After Hull, Police Chief Rick Hayes and Deputy Police Chief Lionel Konicki spoke, what they heard from the public was congratulations and thanks. People didn't bother going to the microphones. They raised their hands from their seats and waited to be called on. The first to speak was a woman who told Hull, “I'm really pleased with what I'm hearing. We are a community. We need to be parents to all the children in our community.”

Questions followed. Some parents offered suggestions. To each one, Hull offered an answer. The forum turned into a brainstorming session about what steps to take to ensure all children in Putnam are protected.

Hull praised the collaboration between the schools and the Putnam Police Department. “We're talking continuously with them,” Hull said. He credited those talks, an open atmosphere between students and staff and some detective work for the arrests of four students in connection with the bomb threats at PMS. “We investigated every threat. We treated them seriously,” Hull said.

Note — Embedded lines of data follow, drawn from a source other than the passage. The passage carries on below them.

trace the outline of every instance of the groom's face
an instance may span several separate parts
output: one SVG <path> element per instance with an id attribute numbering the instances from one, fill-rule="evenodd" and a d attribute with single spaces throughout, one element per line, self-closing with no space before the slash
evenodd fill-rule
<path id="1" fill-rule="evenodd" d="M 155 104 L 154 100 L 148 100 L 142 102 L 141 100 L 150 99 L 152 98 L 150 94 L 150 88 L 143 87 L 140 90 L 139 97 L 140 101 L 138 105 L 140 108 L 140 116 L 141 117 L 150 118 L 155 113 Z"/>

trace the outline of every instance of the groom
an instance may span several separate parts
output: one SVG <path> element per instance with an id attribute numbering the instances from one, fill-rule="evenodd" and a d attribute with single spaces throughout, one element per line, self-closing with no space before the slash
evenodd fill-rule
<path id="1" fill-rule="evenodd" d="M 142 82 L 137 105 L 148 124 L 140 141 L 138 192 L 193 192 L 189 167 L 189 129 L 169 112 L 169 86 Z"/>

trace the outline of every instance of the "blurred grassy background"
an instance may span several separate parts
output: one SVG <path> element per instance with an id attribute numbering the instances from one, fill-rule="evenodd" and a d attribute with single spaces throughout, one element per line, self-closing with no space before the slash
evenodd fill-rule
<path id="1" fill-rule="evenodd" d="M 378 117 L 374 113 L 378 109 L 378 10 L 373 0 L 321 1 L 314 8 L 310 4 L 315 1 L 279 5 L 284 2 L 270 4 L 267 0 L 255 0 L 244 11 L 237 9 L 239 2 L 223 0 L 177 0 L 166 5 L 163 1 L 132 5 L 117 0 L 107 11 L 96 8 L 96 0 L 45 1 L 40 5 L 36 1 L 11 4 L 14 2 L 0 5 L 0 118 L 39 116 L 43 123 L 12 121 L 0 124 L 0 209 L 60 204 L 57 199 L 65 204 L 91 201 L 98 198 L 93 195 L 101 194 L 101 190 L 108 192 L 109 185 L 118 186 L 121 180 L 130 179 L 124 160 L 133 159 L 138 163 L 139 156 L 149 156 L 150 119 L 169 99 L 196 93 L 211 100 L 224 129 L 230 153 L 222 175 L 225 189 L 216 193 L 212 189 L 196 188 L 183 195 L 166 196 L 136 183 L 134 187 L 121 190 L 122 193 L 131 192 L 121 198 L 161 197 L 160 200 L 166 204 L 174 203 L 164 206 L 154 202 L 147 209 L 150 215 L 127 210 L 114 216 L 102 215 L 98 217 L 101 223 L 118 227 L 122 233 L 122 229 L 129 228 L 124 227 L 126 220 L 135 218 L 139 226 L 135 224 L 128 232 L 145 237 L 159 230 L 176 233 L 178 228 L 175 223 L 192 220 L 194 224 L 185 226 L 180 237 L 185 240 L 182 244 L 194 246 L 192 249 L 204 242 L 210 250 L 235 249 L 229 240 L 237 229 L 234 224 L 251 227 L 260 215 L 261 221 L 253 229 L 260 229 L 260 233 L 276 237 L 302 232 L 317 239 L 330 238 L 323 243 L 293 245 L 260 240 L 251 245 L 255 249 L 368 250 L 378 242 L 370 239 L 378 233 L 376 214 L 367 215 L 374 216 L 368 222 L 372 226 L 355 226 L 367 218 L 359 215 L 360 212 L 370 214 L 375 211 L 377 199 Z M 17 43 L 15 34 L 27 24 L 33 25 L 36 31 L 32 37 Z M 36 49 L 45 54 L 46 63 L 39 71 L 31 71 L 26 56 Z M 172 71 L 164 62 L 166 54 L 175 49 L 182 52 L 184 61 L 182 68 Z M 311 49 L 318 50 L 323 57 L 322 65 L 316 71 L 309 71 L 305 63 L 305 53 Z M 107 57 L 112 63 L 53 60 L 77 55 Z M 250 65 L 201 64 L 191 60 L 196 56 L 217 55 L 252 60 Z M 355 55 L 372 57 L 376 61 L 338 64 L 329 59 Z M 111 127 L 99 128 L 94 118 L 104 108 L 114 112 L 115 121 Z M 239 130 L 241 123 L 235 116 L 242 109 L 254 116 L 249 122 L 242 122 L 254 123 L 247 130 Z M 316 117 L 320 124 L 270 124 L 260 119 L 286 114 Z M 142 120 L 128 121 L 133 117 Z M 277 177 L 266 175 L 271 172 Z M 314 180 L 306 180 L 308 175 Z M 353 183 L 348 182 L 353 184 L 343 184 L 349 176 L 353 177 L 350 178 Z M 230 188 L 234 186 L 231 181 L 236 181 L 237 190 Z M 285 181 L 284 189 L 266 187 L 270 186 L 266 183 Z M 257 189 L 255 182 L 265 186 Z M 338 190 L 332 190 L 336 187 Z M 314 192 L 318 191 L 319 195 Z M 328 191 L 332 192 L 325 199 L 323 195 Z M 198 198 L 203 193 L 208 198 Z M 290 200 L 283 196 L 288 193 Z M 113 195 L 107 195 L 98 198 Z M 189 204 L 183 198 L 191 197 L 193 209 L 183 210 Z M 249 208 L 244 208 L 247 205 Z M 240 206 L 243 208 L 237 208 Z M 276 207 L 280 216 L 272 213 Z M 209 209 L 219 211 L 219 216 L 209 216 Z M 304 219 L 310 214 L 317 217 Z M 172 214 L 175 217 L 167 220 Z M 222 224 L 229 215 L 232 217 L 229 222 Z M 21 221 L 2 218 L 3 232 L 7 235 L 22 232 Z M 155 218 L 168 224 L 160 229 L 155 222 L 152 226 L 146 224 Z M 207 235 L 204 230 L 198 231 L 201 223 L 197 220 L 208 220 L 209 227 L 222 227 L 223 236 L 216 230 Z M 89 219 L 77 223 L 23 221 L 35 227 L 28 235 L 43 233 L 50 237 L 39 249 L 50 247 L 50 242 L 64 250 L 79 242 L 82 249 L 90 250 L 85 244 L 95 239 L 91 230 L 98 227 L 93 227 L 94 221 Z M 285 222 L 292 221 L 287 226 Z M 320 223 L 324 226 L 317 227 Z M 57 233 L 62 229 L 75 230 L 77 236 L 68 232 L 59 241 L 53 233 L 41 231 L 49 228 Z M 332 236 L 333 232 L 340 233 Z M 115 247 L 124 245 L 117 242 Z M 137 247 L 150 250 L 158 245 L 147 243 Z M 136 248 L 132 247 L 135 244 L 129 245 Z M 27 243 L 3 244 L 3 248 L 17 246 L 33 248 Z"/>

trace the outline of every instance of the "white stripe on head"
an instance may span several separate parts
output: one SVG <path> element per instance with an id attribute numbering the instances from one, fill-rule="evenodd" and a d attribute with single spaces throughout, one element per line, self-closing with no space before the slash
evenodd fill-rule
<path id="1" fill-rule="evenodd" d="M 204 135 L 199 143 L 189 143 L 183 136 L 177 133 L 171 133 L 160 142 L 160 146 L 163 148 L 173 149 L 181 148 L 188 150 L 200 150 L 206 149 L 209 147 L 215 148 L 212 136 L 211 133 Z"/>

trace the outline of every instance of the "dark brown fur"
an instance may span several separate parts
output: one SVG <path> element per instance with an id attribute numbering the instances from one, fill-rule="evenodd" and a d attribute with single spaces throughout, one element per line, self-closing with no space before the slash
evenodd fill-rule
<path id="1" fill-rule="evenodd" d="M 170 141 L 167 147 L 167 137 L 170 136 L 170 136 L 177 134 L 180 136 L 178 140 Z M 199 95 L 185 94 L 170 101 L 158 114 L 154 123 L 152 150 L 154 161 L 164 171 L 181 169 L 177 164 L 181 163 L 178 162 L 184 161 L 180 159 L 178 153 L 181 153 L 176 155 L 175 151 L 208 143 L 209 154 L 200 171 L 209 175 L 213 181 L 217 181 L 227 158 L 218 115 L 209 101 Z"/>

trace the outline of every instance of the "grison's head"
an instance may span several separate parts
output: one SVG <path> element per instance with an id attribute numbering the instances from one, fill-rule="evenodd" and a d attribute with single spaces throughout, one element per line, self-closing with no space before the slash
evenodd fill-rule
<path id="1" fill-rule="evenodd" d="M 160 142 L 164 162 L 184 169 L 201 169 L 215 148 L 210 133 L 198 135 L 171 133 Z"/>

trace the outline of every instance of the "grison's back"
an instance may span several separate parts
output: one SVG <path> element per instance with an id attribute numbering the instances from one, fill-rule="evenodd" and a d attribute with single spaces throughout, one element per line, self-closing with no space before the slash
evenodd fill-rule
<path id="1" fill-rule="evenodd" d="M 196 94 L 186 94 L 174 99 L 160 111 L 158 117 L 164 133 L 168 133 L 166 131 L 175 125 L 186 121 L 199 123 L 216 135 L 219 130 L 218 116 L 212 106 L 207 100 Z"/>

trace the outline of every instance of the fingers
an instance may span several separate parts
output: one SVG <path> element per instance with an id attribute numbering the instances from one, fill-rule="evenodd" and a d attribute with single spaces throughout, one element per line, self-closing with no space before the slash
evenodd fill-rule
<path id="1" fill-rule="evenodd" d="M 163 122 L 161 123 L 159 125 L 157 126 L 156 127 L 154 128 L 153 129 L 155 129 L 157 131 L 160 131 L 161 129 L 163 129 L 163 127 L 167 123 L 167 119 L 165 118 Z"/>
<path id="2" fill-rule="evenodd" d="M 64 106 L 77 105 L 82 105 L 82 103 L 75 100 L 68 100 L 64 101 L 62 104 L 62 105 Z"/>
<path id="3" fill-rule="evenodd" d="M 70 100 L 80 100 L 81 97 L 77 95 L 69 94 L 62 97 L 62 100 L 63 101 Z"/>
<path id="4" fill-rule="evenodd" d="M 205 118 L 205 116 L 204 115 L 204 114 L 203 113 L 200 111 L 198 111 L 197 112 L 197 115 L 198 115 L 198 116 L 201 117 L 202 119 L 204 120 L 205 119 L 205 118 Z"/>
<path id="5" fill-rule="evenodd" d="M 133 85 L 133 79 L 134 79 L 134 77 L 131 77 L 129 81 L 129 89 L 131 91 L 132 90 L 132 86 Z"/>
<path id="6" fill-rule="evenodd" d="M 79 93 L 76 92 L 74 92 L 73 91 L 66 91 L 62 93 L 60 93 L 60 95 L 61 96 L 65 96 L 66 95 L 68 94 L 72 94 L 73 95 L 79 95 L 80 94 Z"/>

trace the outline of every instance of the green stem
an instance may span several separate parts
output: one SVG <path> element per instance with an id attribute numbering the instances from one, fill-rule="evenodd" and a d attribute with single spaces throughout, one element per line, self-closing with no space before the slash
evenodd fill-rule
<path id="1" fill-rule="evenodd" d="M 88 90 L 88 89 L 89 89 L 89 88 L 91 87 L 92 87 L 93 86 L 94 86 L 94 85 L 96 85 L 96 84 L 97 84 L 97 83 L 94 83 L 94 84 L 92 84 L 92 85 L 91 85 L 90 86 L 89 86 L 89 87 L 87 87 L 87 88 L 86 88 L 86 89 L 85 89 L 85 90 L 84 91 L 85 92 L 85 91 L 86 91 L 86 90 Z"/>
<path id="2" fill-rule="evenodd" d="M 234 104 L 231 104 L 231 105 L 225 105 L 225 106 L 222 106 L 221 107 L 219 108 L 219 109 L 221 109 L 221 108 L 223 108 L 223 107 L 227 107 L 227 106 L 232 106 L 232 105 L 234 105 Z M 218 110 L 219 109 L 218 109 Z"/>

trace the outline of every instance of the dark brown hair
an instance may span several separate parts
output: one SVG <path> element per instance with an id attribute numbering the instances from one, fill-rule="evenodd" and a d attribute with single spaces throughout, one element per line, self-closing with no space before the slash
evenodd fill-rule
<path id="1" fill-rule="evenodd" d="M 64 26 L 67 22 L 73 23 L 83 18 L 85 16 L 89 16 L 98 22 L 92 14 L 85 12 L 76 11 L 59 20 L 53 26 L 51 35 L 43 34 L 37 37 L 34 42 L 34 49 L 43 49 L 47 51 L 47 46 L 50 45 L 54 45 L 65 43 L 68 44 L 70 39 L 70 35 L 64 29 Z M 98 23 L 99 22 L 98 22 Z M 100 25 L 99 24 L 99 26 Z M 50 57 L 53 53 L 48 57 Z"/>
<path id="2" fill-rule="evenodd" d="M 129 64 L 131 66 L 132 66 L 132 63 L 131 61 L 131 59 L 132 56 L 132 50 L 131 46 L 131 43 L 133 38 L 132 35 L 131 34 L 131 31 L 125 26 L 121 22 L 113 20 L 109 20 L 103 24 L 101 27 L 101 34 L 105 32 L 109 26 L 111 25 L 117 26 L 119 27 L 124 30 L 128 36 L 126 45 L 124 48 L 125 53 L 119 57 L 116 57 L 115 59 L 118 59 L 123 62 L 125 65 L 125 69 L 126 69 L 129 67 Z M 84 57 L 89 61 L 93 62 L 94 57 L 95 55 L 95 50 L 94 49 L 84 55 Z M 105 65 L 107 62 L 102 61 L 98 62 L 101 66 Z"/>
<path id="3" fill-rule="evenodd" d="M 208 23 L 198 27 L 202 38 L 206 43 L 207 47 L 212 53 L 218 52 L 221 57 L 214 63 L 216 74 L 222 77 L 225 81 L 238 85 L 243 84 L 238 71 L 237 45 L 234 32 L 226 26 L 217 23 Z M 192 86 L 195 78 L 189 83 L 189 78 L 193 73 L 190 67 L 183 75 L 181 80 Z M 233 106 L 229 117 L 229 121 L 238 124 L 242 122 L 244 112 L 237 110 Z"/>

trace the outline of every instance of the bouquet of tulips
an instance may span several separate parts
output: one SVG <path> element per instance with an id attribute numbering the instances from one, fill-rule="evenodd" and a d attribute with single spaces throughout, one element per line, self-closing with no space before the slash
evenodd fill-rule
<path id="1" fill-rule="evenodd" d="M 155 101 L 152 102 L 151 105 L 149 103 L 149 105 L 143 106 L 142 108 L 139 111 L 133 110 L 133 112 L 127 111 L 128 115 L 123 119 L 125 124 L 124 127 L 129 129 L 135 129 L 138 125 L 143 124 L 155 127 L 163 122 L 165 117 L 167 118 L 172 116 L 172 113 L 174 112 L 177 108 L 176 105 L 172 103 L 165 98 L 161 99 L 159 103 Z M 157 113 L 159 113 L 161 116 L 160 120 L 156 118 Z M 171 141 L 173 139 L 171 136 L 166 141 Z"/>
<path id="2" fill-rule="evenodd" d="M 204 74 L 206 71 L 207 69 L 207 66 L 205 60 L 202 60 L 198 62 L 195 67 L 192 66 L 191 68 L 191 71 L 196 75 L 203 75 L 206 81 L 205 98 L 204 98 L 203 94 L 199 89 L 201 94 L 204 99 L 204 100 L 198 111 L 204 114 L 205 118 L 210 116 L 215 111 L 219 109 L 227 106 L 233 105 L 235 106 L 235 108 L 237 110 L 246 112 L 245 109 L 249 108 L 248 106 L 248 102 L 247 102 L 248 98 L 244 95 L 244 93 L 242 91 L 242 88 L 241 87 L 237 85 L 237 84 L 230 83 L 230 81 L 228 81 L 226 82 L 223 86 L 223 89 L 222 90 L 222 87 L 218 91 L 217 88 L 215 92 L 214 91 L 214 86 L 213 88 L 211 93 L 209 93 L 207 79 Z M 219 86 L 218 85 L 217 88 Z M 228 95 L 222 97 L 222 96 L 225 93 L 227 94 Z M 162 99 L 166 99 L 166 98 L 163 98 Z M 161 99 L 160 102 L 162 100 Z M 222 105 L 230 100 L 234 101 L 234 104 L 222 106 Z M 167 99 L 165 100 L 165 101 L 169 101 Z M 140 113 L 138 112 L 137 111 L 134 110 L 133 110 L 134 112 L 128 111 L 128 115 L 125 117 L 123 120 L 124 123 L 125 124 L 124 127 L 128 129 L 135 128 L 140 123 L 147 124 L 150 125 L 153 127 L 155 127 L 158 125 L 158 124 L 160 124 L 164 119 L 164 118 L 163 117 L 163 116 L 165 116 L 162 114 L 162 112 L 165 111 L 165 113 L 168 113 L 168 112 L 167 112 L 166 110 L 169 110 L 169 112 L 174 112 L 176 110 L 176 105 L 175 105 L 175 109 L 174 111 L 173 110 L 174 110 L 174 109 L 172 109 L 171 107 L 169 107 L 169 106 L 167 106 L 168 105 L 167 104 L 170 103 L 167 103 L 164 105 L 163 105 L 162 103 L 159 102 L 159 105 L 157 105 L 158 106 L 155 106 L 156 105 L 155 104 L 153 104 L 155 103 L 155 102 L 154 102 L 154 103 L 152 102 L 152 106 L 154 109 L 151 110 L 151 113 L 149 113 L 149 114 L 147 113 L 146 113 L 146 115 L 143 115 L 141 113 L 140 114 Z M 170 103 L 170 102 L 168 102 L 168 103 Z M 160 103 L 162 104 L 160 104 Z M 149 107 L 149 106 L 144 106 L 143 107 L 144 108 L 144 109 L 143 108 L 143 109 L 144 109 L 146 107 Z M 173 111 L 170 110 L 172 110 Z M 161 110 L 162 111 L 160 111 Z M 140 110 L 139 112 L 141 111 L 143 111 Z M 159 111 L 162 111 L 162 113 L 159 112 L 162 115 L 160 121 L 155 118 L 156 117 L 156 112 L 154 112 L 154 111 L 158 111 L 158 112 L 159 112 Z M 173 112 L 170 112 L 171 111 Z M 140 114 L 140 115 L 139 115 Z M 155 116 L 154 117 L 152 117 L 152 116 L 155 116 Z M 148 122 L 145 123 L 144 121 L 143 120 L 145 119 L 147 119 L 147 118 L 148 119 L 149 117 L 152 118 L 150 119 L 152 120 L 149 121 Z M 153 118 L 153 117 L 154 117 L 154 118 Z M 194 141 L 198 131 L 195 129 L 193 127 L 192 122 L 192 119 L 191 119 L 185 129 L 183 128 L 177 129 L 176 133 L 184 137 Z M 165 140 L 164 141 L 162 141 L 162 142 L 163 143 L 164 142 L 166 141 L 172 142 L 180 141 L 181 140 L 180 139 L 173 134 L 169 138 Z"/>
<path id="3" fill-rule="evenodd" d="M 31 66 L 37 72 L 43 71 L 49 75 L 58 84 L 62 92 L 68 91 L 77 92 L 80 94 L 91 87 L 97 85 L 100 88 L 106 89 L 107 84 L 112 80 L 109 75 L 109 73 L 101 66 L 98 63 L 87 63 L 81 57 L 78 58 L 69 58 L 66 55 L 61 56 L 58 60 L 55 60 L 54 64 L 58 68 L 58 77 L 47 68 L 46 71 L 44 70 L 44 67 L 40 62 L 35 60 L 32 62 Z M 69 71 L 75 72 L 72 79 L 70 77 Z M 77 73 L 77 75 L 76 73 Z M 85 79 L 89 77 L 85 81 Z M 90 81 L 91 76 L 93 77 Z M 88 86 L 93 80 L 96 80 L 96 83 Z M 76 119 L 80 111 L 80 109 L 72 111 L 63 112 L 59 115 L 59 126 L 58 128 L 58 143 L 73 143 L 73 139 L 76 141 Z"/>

But he cautioned parents that there was a delicate balance between making sure schools are safe and secure, and providing a warm and loving environment for children to learn in. “We're fighting that fight,” he said. “We're struggling with that.”

The administration has undertaken reviews of all safety policies and procedures in the district. According to Hull, they have tried to make communication between parents and staff as transparent as possible, have worked hand-in-hand with the Putnam PD to identify layouts of all schools, and have instituted Positive Behavioral Interventions and Supports at all schools. PBIS is a framework for reducing problem behavior.

Morrill called on parents to remain actively engaged in their children's lives. “The biggest thing you can take away from this forum is that being engaged with your child is the best prevention. Twenty-five years of research shows that you can mitigate these things by being active and involved,” Morrill said.

Parents raised a number of questions after the presentation. Hull answered them all, from squelching rumors that some teachers were purchasing guns and training with them, to noting suggestions to pursue. Hull reminded his audience that most middle school students aren't great decision-makers. “Two-hundred ninety-five students are doing everything right,” he said. “Five kids called in pranks. We made four arrests. We're serious.”

A recent technical glitch in the notification system de-linked telephone numbers from the school's computers to the company contracted to send notices to parents. Some parents asked that a school resource officer be provided in Putnam schools. An SRO is a police officer who has gone through specific training to be a resource in school settings. Hayes said Putnam was waiting to see if grants would be available to Connecticut schools if SROs are mandated. If the state funds the positions, Putnam might be disqualified from that funding source if they already had an SRO in place.